L’attendibilità del collaboratore di giustizia, spiegano i magistrati nell’atto depositato, è avvalorata dal fatto che ha “lavorato in Libia” per Mered, “coabitando nella medesima casa” nel “periodo in cui venivano eseguire le indagini”. Per questo motivo è inserita l’intercettazione telefonica del luglio 2014, in cui Seifu conferma al suo interlocutore che Mered è l’uomo nella foto “con i capelli lunghi e un po’ stempiato”, e che “indossa anche una catenina con una grossa croce”. Il riferimento è allo scatto recuperato in fase d’indagine dal profilo Facebook del trafficante, lo stesso utilizzato dalla Procura di Palermo nel corso dell’indagine al ‘generale’. “Mered è uno dei pochi, forse l’unico che si può permettere di andare in giro con un crocifisso al collo. – racconta Seifu ai magistrati romani – Lui è cristiano”.

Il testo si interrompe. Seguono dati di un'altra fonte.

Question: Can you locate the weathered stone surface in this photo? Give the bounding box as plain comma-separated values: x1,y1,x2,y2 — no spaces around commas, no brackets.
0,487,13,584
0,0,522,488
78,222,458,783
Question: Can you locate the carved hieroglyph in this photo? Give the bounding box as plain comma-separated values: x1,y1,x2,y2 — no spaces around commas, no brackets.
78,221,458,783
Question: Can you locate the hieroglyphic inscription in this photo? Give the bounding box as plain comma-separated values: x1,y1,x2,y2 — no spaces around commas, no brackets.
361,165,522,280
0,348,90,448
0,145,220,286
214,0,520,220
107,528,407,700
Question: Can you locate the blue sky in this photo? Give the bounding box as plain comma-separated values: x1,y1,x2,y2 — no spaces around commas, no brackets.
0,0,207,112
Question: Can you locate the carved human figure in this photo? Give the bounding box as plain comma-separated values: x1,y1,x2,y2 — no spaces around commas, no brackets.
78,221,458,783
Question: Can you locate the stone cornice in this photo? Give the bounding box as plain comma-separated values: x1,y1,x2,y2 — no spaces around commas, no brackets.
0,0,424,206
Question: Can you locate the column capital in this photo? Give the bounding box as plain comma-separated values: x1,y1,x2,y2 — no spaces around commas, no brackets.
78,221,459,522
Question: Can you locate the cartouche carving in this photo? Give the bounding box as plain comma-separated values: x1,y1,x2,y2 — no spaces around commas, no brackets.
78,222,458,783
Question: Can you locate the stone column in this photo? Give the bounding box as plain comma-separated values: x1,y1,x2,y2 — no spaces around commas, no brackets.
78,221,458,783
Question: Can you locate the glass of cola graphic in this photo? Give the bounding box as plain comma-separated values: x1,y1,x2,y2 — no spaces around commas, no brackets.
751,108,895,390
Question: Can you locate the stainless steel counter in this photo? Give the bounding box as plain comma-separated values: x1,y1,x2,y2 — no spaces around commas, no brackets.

Per il momento Medhanie Tesfamariam Berhe resta detenuto al Pagliarelli, in attesa della prossima udienza fissata al dieci gennaio. Nei prossimi giorni sarà presentata un’interrogazione parlamentare dal deputato Erasmo Palazzotto (Si-Sel), che chiederà lumi sulla vicenda al governo, ma potrebbe anche arrivare un nuovo colpo di scena. Si attende infatti, il pronunciamento del Tribunale del Riesame di Roma, che su richiesta dell’avvocato Michele Calantropo, difensore di Berhe, potrebbe portare alla scarcerazione di quest’ultimo in virtù delle rivelazioni fatte da Seifu.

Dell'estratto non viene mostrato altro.